Fatemi, Renee H

Introduction:

The PI, Renee Fatemi, has been continuously funded by the National Science Foundation since 2009. During that time, she has demonstrated leadership in a variety of experimental efforts, ranging from the study of how quarks and gluons interact to form the properties of nuclear matter in the universe, to using precision measurements of the muon anomalous magnetic moment to look for signs of new forces and particles. These experiments have been carried out at existing facilities, namely at Fermi National Accelerator Laboratory (FNAL) and the Relativistic Heavy Ion Collider (RHIC) at Brookhaven National Lab (BNL), using detectors that were built by other institutions and laboratories. This project, which involves the design, testing and construction of the backward and central electromagnetic calorimeters for the ePIC detector, provides a unique opportunity for the PI and her group to play a substantial role in the decade-long process of designing, building, and commissioning a new piece of hardware at a completely new facility, the Electron-Ion-Collider (EIC).

The EIC is a powerful and versatile new accelerator facility, capable of colliding high-energy beams ranging from heavy ions to polarized light ions and protons with high-energy polarized electron beams. The EIC, accompanied by a general-purpose large-acceptance detector, ePIC, will be a discovery machine that addresses fundamental questions such as the origin of mass and spin of the proton as well as probing dense gluon systems in nuclei. It will allow for the exploration of new landscapes in QCD, permitting the “tomography”, or high-resolution multidimensional mapping of the quark and gluon components inside of nucleons and nuclei.

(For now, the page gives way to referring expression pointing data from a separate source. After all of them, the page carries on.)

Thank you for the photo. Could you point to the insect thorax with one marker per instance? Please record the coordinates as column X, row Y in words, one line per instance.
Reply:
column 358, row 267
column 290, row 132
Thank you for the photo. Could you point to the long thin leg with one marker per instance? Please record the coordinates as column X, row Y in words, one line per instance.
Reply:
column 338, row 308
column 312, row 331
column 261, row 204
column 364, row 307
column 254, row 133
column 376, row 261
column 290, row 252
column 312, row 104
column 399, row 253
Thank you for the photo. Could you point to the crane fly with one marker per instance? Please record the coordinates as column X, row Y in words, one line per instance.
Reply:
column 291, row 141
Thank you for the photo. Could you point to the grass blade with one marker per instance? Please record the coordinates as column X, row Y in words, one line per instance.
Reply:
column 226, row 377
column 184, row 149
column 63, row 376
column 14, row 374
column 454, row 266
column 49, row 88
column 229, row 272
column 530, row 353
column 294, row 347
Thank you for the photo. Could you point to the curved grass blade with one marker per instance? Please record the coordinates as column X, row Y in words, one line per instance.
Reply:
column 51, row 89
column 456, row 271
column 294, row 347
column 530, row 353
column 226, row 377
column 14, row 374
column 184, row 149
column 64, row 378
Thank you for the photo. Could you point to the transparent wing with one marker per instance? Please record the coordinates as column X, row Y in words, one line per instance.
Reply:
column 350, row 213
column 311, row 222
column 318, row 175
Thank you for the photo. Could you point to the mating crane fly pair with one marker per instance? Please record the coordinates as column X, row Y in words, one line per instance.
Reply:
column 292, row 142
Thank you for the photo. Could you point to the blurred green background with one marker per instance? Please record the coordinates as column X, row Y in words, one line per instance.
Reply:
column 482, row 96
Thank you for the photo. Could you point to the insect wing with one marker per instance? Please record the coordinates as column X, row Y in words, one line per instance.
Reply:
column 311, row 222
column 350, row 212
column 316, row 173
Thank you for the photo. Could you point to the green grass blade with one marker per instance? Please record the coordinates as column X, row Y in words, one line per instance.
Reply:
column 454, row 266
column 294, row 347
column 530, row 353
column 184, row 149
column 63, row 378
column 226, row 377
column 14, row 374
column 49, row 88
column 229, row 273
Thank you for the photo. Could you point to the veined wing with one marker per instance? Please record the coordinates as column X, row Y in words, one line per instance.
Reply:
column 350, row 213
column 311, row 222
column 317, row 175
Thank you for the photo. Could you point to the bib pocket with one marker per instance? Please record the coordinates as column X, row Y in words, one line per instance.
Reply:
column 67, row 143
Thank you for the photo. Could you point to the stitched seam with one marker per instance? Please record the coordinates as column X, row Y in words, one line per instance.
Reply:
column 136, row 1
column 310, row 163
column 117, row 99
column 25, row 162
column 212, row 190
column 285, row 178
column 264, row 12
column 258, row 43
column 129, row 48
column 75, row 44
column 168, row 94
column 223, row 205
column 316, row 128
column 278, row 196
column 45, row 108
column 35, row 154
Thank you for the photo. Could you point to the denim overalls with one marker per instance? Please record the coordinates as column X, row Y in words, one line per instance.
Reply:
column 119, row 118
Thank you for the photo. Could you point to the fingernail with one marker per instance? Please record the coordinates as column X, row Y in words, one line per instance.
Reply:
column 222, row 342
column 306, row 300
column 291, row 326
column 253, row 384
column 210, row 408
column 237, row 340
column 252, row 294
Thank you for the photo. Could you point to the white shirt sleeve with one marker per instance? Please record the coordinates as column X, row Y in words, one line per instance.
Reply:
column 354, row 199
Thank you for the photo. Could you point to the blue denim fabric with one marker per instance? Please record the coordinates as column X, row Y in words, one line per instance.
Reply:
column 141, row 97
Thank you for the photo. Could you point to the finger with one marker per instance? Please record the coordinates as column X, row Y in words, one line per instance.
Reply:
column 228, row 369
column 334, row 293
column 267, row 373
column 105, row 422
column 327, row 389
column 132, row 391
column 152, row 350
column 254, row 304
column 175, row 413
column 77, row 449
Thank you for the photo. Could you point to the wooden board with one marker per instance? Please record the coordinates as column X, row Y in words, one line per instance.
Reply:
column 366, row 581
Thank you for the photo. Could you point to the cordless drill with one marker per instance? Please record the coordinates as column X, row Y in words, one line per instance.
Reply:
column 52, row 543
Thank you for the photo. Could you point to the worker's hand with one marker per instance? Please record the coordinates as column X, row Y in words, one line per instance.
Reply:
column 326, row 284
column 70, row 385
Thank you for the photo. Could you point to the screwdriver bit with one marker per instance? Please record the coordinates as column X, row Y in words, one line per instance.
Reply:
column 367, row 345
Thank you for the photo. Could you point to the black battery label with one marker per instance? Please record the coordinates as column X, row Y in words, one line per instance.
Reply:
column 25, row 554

Both the PI and postdoc Dmitry Kalinkin have experience with building and commissioning calorimeters at RHIC, but these detectors were of smaller scale and they were not part of the design and optimization process that occurs when planning for an entirely new facility. Fatemi and Kalinkin plan to utilize newly developed artificial intelligence (AI) and machine learning guided design algorithms to assist in the design optimization, diving into the rapidly evolving field of AI assisted design as well as the standard suite of detector design simulation and design tools.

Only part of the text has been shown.